# User Scheduled Tasks
## Dec 7, 2022
## Attendees: dkliban, dalley, x9c4, bmbouter
## Notes
* Task locking is hard to do from the schedule.
* Scheduling any Python method is unsafe.
* Maybe we can do only "scheduled sync" as a feature.
If we think about scheduled sync:
* We should make the tasks self aware.
* Remotes should be able to represent _all_ sync options.
We have a viewset: https://github.com/pulp/pulpcore/blob/main/pulpcore/app/viewsets/task.py#L238
Try to model after systemd timer management? e.g. `systemctl list-timers`
Use cases:
- Scheduled Sync
- Scheduled Orphan Cleanup
- Scheduled Task Cleanup
- Scheduled Uploads Cleanup
## Brainstorm self aware tasks
- Create a `@pulp_task` decorator that adds a `dispatch` method to the task function.
- `general_create.dispatch(kwargs={"name": "test"}, task_group=tg) # close to current state`
- `general_create.dispatch(name="test") # ignore task_groups`
- `general_create.dispatch(serializer=ser) # all tasks just handle a serializer`
- How can tasks identify their locked resources?

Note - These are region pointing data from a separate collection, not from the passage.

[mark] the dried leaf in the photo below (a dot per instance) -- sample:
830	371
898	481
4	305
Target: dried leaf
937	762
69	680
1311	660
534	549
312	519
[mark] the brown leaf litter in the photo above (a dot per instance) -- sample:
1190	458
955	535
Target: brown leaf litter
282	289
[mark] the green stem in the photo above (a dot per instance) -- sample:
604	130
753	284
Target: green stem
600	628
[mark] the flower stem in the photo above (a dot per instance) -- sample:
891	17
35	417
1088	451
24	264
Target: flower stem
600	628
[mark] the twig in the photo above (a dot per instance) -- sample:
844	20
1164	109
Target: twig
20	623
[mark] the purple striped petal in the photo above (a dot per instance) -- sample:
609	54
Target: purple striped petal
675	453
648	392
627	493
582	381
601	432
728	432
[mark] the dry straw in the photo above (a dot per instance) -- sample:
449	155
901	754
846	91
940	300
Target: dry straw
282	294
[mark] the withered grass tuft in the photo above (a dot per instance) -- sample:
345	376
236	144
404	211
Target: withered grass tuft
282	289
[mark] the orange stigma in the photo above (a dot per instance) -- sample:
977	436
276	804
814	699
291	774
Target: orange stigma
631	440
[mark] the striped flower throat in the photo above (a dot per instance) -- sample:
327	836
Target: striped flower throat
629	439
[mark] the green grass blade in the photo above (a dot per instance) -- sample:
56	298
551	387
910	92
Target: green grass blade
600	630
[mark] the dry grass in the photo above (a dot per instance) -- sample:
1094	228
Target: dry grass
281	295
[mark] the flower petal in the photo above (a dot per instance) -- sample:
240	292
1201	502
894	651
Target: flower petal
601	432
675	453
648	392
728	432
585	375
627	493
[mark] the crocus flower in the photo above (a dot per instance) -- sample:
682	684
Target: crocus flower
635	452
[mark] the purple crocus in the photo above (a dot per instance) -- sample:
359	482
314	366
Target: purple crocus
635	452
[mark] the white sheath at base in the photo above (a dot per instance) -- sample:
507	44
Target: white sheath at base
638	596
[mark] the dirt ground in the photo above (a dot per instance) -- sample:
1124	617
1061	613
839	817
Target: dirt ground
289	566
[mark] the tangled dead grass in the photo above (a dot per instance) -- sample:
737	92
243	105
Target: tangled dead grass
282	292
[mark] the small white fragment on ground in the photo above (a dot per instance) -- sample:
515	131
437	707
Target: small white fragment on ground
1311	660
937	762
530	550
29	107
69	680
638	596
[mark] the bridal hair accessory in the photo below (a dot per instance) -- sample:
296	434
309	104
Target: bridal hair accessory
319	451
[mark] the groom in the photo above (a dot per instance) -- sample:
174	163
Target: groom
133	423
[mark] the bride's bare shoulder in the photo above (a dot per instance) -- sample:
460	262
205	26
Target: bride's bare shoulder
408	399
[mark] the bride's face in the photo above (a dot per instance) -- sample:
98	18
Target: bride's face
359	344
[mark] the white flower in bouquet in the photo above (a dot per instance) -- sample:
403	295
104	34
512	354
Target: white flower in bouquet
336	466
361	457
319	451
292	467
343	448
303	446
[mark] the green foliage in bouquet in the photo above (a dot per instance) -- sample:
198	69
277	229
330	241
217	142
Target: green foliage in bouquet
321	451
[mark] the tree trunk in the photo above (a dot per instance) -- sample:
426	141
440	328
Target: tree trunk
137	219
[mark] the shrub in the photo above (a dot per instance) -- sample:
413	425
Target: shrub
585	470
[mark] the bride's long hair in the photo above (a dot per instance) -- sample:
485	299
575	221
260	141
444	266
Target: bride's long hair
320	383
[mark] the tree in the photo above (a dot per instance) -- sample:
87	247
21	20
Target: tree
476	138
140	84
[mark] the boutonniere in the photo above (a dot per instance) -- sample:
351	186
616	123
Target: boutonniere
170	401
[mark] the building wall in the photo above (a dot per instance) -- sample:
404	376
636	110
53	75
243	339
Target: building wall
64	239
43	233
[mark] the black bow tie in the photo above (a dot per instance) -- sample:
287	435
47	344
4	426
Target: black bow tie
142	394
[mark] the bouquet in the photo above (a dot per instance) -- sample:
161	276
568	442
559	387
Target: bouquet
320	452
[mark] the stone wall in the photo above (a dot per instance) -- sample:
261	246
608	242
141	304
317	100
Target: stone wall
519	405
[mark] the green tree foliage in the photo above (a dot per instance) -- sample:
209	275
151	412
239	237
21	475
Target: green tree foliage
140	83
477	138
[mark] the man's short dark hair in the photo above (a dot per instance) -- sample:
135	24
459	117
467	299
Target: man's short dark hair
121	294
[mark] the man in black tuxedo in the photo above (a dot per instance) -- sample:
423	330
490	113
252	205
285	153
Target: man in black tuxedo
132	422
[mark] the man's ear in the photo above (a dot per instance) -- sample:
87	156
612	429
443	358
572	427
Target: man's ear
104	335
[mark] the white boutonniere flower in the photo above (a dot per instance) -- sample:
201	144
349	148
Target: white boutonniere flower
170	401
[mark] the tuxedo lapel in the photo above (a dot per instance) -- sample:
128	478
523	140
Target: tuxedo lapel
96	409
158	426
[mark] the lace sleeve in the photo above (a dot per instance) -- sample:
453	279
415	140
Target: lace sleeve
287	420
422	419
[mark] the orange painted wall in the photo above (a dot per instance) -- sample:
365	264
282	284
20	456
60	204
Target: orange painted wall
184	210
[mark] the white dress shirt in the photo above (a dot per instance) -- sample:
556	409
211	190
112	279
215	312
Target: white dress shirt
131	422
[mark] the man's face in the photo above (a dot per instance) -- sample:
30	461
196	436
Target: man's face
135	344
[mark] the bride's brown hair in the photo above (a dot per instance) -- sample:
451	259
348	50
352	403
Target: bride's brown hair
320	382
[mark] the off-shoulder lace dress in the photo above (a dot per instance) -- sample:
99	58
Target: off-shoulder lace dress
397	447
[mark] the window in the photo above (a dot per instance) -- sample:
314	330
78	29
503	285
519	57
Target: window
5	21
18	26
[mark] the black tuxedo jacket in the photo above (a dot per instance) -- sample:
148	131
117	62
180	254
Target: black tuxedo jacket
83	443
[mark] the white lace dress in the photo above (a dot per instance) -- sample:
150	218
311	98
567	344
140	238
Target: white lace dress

- Ask the passed serializer.
- add `@pulp_task_arg` decorator to specify what parameter leads to exclusive/shared resources, how it is serialized, ...
- When we tie tasks to serializers, we could return the serializers output as the task result.
- Observation: A task is usually a result of a rest call to drf. So there is a serializer and a verb involved. This should be sufficient to define how a task is meant to be run (including reserved_resources).
- And sometimes an instance of some kind.
- Writing tasks should be as easy as writing views.